A restaurant can't stand on the basis of one dish, particularly if that dish is an appetizer. If it could, Yaldizlar could pin its success on its kibbe rolls, that torpedo-shaped meat and cracked wheat specialty that here is a model of thin, even crust filled with spiced ground lamb and fried. The felafel are light and spicy, also rather good. And the heavily seasoned sausage are indeed appetizing. But otherwise, Yaldizlar's food tends to be dry or heavy or reheated. The 12-dish mezze ($18) shows the range from those excellent kibbe to strong, tough bits of liver in lemon and oil to bland and dry hummus. Main dishes are few, and rarely are the fish and shrimp listed on the menu actually available. A few kebabs and grills, a stuffed Cornish hen with interesting seasoning inside the dry, tired bird -- such is the fare. The environment is dim, faintly exotic, attractive. And the service is attentive -- hovering, in fact. Yaldizlar still suffers from the downward spiral of insufficient patronage to warrant the effort of a full menu of fresh Lebanese food. -- P. C. R. Zachary's 6238 Old Dominion Dr., McLean. 821-1976. L $3.75-$8.50, D $7.50-$14.95. Open daily. AE, D, MC, V. Reservations suggested, required on weekends. Free parking lot. Full bar service.
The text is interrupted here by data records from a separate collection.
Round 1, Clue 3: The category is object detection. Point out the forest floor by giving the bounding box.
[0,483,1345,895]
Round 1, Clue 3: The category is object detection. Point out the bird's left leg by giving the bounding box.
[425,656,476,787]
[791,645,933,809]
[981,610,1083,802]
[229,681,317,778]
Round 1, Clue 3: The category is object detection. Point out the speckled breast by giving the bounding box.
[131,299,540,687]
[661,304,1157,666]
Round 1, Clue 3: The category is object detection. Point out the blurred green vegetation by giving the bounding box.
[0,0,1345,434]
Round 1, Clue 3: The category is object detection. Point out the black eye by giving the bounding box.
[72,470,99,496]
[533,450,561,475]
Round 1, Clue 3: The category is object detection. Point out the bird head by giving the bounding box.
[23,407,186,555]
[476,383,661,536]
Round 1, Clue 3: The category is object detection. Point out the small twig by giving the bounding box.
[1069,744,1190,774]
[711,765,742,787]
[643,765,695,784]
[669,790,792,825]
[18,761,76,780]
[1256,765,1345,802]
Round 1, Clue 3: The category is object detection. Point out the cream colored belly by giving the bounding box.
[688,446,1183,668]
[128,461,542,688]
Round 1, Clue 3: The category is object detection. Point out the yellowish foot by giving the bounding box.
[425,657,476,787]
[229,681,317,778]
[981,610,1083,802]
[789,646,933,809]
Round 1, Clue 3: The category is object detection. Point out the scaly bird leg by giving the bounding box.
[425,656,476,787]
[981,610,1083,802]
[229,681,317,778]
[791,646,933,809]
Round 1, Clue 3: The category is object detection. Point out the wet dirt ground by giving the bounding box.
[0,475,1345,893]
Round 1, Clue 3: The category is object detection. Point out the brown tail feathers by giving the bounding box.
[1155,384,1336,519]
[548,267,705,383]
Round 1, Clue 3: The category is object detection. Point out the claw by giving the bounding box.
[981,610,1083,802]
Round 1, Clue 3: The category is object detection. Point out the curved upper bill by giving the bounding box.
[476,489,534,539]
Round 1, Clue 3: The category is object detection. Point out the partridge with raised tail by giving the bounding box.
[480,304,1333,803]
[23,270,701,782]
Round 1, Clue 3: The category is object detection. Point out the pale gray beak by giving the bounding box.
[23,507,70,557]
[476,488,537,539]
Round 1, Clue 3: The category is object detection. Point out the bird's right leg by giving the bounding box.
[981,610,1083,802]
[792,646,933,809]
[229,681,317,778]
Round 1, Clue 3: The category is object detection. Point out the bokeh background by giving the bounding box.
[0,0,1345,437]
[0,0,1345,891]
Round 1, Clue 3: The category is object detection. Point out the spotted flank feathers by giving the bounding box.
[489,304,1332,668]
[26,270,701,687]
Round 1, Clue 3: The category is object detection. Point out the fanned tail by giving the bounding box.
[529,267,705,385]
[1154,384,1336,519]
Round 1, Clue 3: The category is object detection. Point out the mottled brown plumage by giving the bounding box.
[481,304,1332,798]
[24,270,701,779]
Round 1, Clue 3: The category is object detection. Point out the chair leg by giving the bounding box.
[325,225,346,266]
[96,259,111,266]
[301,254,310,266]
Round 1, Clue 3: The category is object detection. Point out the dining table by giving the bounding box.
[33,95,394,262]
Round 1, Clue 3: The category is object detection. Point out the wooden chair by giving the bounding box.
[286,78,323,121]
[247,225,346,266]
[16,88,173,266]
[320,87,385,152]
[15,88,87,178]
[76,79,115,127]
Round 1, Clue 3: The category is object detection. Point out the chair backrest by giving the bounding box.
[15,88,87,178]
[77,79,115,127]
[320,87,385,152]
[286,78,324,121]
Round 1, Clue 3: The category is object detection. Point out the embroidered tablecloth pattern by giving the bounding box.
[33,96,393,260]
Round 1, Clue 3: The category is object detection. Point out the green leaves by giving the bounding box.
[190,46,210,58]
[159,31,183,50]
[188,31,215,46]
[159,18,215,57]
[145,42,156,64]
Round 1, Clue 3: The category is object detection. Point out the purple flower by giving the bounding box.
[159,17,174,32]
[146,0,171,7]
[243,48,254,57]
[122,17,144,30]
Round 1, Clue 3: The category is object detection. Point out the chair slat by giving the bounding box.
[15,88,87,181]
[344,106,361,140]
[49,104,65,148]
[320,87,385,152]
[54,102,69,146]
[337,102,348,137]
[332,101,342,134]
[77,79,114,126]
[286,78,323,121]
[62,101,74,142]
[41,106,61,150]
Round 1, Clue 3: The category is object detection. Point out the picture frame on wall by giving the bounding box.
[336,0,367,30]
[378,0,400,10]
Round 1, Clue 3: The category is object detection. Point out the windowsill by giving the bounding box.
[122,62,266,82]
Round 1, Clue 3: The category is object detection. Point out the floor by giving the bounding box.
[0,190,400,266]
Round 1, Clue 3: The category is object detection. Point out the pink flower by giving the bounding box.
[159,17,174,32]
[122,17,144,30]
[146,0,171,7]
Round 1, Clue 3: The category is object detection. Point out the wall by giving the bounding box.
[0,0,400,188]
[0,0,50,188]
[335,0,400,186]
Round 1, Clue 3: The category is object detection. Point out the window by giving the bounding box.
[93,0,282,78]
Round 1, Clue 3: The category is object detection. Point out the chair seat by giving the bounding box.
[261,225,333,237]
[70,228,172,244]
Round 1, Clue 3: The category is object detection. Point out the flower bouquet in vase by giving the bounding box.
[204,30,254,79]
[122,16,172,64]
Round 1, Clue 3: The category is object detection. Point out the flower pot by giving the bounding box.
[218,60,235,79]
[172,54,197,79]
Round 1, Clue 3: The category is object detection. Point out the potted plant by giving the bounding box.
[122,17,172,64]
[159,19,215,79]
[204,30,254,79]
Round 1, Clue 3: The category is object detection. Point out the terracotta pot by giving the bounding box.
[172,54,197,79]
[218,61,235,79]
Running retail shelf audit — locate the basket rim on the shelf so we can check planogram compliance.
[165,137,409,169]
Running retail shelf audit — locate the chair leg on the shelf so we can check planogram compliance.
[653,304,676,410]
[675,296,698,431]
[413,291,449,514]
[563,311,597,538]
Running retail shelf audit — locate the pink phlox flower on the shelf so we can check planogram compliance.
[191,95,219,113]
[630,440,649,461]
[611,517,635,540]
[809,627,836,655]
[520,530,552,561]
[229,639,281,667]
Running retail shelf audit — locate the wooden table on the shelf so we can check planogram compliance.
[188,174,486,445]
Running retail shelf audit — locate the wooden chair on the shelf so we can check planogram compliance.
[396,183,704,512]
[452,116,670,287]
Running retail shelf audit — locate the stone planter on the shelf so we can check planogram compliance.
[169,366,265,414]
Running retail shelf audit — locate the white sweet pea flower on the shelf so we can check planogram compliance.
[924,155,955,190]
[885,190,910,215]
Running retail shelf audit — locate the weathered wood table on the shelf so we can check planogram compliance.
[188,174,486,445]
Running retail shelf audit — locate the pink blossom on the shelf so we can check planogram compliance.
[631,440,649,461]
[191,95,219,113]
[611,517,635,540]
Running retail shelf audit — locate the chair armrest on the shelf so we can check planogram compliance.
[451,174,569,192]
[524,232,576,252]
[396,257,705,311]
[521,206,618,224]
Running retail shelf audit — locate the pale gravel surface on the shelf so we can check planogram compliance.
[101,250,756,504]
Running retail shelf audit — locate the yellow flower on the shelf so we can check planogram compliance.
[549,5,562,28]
Zachary's may be located in an ordinary shopping center, but it's no ordinary shopping center restaurant. The food -- and the prices -- are a cut above most of the competition. The waiters, who really know what they're serving, are pros, and, most important, the owner and his wife seem always to be there, welcoming, helping, supervising, checking. The care and attention yield dividends: The place is busy and the customers seem happy.

Happiness begins with the salad bar, a wonderful change from all those look-alike Greek salads that feature mainly head lettuce and oregano. And what a salad bar, with four bold, garlicky dips (eggplant, caviar, potato and cucumber), warm pita bread, big, rough, homemade croutons, Greek olives, feta cheese, and some fresh white beans. If the salad bar isn't enough for you, appetizers are generally excellent. In particular, try the marinated octopus or the squid, which is sauteed in a pungent tomato-wine sauce with anchovies and capers -- there's not a rubbery bite in either of them.

Among the entrees, The Greek Connection -- a lamb shank flavored with garlic, cheese and oregano and baked in parchment -- is a beauty, as is the broiled chicken oreganato, with its crisp, paperthin skin, moist flesh and lemony marinade. Another winner is beef styfado, tender, beautifully trimmed beef chunks in a fruity tomato sauce that's blessedly light on the cumin. Moussaka, served in an individual casserole, is disappointing, its eggplant overcooked and its custard flattened instead of fluffy. Desserts are pleasant but ordinary -- a rich, nutty baklava, and a galatoboureko with a nicely honeyed custard handicapped by soggy filo pastry. -- M. G. B.